Co-evolution of large inverted repeats and G-quadruplex DNA in fungal mitochondria may facilitate mitogenome stability: the case of Malassezia

Abstract

Mitogenomes are essential due to their contribution to cell respiration. Recently they have also been implicated in fungal pathogenicity mechanisms. Members of the basidiomycetous yeast genus Malassezia are an important fungal component of the human skin microbiome, linked to various skin diseases, bloodstream infections, and they are increasingly implicated in gut diseases and certain cancers. In this study, the comparative analysis of Malassezia mitogenomes contributed to phylogenetic tree construction for all species. The mitogenomes presented significant size and gene order diversity which correlates to their phylogeny. Most importantly, they showed the inclusion of large inverted repeats (LIRs) and G-quadruplex (G4) DNA elements, rendering Malassezia mitogenomes a valuable test case for elucidating the evolutionary mechanisms responsible for this genome diversity. Both LIRs and G4s coexist and convergently evolved to provide genome stability through recombination. This mechanism is common in chloroplasts but, hitherto, rarely found in mitogenomes.

Figure 1

Phylogeny and synteny of the mitogenome of 28 Malassezia strains representing all currently known species. The phylogenetic tree was produced using Bayesian Inference based on the concatenated amino acid matrix of the 15 mitochondrial PCGs.
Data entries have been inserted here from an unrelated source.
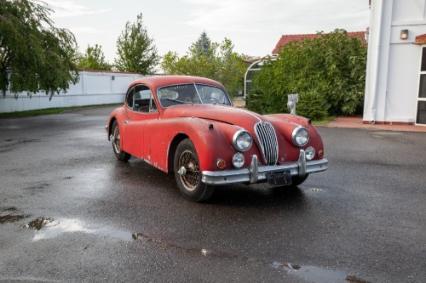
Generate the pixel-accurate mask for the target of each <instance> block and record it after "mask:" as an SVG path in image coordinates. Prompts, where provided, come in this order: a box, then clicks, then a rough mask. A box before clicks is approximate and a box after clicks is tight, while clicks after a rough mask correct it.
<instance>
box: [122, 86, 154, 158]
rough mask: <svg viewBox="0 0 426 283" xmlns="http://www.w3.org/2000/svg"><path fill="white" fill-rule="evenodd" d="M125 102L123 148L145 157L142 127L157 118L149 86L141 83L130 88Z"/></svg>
mask: <svg viewBox="0 0 426 283" xmlns="http://www.w3.org/2000/svg"><path fill="white" fill-rule="evenodd" d="M126 104H127V107H126V116H127V119H126V120H125V121H124V124H125V125H124V127H125V130H124V131H125V139H124V140H123V143H124V150H125V151H126V152H127V153H130V154H131V155H133V156H136V157H139V158H144V159H145V156H144V147H145V140H144V128H145V125H146V123H149V122H150V121H152V120H155V119H158V117H159V113H158V108H157V106H156V104H155V101H154V99H153V96H152V92H151V90H150V89H149V87H147V86H145V85H141V84H140V85H136V86H134V87H133V88H132V89H131V90H130V92H129V94H128V98H127V101H126Z"/></svg>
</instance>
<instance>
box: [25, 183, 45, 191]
mask: <svg viewBox="0 0 426 283" xmlns="http://www.w3.org/2000/svg"><path fill="white" fill-rule="evenodd" d="M49 186H50V184H48V183H39V184H35V185H33V186H29V187H25V188H23V190H27V191H33V190H44V189H46V188H47V187H49Z"/></svg>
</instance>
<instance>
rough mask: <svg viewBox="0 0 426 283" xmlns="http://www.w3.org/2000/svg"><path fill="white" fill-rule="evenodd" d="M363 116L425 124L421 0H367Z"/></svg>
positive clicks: (421, 3) (425, 66)
mask: <svg viewBox="0 0 426 283" xmlns="http://www.w3.org/2000/svg"><path fill="white" fill-rule="evenodd" d="M370 5H371V6H370V8H371V15H370V28H369V38H368V58H367V80H366V91H365V103H364V117H363V120H364V122H375V123H404V124H405V123H406V124H426V0H371V2H370Z"/></svg>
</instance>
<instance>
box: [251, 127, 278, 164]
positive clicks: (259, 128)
mask: <svg viewBox="0 0 426 283" xmlns="http://www.w3.org/2000/svg"><path fill="white" fill-rule="evenodd" d="M254 131H255V132H256V136H257V141H258V144H259V146H260V148H261V150H262V154H263V158H264V160H265V162H266V164H268V165H275V164H277V161H278V140H277V134H276V133H275V129H274V126H272V124H271V123H269V122H258V123H256V125H254Z"/></svg>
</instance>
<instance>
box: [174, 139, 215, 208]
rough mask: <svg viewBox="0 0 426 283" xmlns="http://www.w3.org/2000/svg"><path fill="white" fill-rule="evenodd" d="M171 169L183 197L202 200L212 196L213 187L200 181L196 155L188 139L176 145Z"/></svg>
mask: <svg viewBox="0 0 426 283" xmlns="http://www.w3.org/2000/svg"><path fill="white" fill-rule="evenodd" d="M173 171H174V174H175V180H176V184H177V186H178V188H179V190H180V192H181V194H182V195H183V196H184V197H185V198H187V199H189V200H191V201H195V202H202V201H206V200H208V199H209V198H210V197H211V196H212V194H213V191H214V189H213V187H211V186H208V185H206V184H204V183H203V182H201V171H200V167H199V161H198V155H197V152H196V150H195V147H194V145H193V144H192V142H191V141H190V140H189V139H184V140H183V141H181V142H180V143H179V145H178V146H177V148H176V151H175V155H174V159H173Z"/></svg>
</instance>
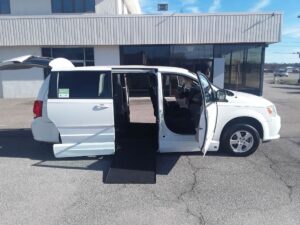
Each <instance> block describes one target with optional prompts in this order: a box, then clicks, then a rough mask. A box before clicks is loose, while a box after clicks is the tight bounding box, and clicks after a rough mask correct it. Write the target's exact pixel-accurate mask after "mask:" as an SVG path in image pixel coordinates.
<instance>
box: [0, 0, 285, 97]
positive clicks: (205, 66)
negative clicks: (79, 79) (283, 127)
mask: <svg viewBox="0 0 300 225" xmlns="http://www.w3.org/2000/svg"><path fill="white" fill-rule="evenodd" d="M0 14H1V15H0V33H1V36H0V61H3V60H5V59H9V58H13V57H17V56H21V55H29V54H30V55H42V56H48V57H66V58H68V59H70V60H72V61H73V63H74V64H75V65H77V66H82V65H84V66H89V65H125V64H136V65H137V64H146V65H170V66H178V67H184V68H188V69H190V70H192V71H194V72H197V71H202V72H210V74H211V78H210V79H211V80H212V81H213V82H214V83H215V84H217V85H219V86H222V87H223V86H224V87H225V88H229V89H234V90H240V91H246V92H250V93H254V94H257V95H261V94H262V86H263V82H262V80H263V66H264V55H265V48H266V47H267V46H268V44H270V43H276V42H279V41H280V37H281V20H282V14H281V13H221V14H171V15H167V14H162V15H145V14H141V9H140V5H139V1H138V0H76V1H75V0H28V1H23V0H0ZM44 76H45V75H44V71H43V70H41V69H30V70H20V71H0V97H2V98H20V97H35V96H36V93H37V91H38V89H39V87H40V85H41V83H42V81H43V79H44Z"/></svg>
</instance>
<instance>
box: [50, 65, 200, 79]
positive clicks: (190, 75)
mask: <svg viewBox="0 0 300 225" xmlns="http://www.w3.org/2000/svg"><path fill="white" fill-rule="evenodd" d="M112 69H120V70H121V69H122V70H126V69H136V70H138V69H149V70H153V69H157V70H158V71H160V72H164V73H182V74H185V75H187V76H189V77H191V78H193V79H197V76H196V75H195V74H193V73H191V72H189V71H188V70H187V69H183V68H179V67H169V66H144V65H130V66H127V65H124V66H84V67H72V68H53V69H52V71H53V72H60V71H110V70H112Z"/></svg>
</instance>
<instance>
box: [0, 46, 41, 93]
mask: <svg viewBox="0 0 300 225" xmlns="http://www.w3.org/2000/svg"><path fill="white" fill-rule="evenodd" d="M23 55H41V48H39V47H0V61H3V60H6V59H10V58H15V57H18V56H23ZM43 81H44V72H43V70H42V69H37V68H35V69H27V70H15V71H14V70H11V71H4V70H2V71H0V97H3V98H35V97H36V96H37V93H38V90H39V88H40V86H41V85H42V83H43ZM1 89H2V90H1Z"/></svg>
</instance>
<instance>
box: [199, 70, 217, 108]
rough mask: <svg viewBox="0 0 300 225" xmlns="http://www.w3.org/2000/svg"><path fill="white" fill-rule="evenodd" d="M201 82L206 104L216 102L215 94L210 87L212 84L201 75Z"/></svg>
mask: <svg viewBox="0 0 300 225" xmlns="http://www.w3.org/2000/svg"><path fill="white" fill-rule="evenodd" d="M200 81H201V85H202V88H203V91H204V94H205V102H206V104H209V103H211V102H213V100H214V92H213V90H212V88H211V86H210V83H209V82H208V81H207V79H206V78H205V77H204V76H203V75H200Z"/></svg>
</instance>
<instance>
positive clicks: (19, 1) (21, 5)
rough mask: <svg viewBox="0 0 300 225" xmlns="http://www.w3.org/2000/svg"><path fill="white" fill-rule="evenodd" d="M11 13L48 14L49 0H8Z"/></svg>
mask: <svg viewBox="0 0 300 225" xmlns="http://www.w3.org/2000/svg"><path fill="white" fill-rule="evenodd" d="M10 9H11V14H12V15H49V14H51V0H10Z"/></svg>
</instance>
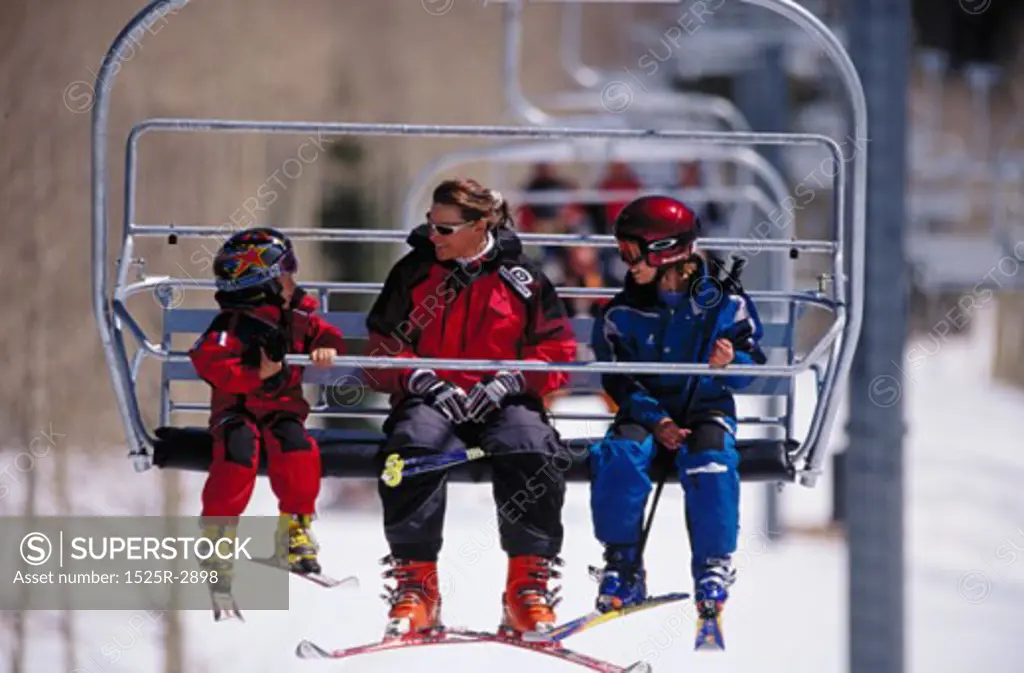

Numbers at the nodes of the tree indicate posterior probability (PP) values. The species Ustilago maydis strain 521 has been used as an outgroup. Shading of phylogenetic clusters is shown as green, yellow, purple, and blue for clades I, II, III and the basal species, respectively. Blue text indicates the taxa whose mt genome is presented for the first time in this study. Additionally, synteny is provided in all cases starting with rnl gene. The genes which are located on the complementary reverse strand are marked with red color. Amino acid symbols represent the corresponding tRNA gene (e.g., P for trnP). Genes referring to subunits of NADH complex, apocytochrome b, cytochrome c oxidase complex and ATP synthase complex are shown in green, orange, blue, light green respectively.

Figure 2

The main syntenic units of Malassezia mitogenomes. The first six units can be found in all Malassezia spp. (i.e., i–vi) while the last three in all except M. cuniculi (i.e., vii–ix). Arrows indicate gene transcription direction.

Figure 3

Schematic representation of Malassezia LIR evolution in relation to phylogeny. LIRs synteny is presented next to the respective phylogenetic clade. The intra-IR region can be seen in between black vertical lines. The genes located on the complementary reverse strand are indicated in red coloring and amino acid symbols represent the corresponding tRNA gene (e.g., H for trnH). The main evolutionary steps are shown as different colored symbols of the nodes and clades of the tree. Latin numbers in circles indicate the three different phylogenetic clades. The ancestral gene block of Ustilago maydis is provided.

Figure 4

The G-quadruplex distribution in Malassezia mitogenomes. Bar graphs of the predicted G4s with threshold 1.2 and window size 25 (left) or window size 30 (right). The G4s located in the trnP, LIRs, trnK, intergenic regions, introns and atp9 gene are shown with blue, orange, grey, yellow, light blue and green color, respectively.